Currently (at least I checked "PL" only) the email interface works fine, the web interface has latin2<->utf-8 issue for the system messages.

There are two issues really:

  1. A known latin2<->utf-8 issue, probably related to how Mailman gettext files are encoded. If there is no issue open for this, I'd open one, even if that can't be fixed very easily.
  1. An additional check in the upgrade process for the mail interface (I think't it's more important than the web) and the web interface if things have not degraded after the upgrade. Sending U+FFFD would be a showstopper for me, for example. We shouldn't just hope for the best. This is what I meant by writing https://phabricator.wikimedia.org/T105756#1600624

It seems these are mailman bugs as heart which is really outside of the scope for us. If they can be fixed easily by us, document it and we'll do so otherwise if they're upstream issues - filing bugs here will do nothing and likely end in 'invalid' or 'declined' resolutions.

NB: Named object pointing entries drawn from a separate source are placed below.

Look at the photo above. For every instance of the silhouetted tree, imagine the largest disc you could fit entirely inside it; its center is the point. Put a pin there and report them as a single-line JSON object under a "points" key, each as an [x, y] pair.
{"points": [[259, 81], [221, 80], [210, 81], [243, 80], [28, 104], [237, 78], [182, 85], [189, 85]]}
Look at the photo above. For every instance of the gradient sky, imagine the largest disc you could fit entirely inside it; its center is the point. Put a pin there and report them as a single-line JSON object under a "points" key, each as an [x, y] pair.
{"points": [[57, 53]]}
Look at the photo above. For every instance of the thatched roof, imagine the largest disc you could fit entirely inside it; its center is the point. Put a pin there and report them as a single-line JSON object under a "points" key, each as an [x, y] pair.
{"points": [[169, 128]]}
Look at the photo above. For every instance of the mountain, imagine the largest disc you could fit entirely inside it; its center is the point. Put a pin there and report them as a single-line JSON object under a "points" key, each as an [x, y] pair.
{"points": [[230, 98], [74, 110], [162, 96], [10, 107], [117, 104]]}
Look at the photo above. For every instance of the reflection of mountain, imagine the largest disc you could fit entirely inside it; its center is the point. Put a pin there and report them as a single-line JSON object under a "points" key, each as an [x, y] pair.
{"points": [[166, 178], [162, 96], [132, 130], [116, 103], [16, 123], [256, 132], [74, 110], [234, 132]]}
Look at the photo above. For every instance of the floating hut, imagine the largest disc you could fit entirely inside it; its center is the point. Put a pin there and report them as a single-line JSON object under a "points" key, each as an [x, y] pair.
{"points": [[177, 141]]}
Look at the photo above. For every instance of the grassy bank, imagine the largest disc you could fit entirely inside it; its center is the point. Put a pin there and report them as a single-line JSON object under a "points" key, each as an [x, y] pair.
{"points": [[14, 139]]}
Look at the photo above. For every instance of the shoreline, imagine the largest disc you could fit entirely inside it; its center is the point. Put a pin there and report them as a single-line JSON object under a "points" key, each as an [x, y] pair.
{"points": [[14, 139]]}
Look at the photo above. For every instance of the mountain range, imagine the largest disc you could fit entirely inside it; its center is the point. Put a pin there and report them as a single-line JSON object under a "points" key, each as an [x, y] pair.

No, this is not related to an upgrade. I want to make sure it's clear this existed before moving it from sodium. I want it to be fixed if possible but i also don't want it to be really related to the migration. Can we wait until the version is 2.1.18 and then check again next week unless the fix is very obvious?

I think I found the fix for #1 (filed T111457).

Point #2 (check that email encoding etc. during/after migration is correct) *is* related to the migration and is not related to T111457.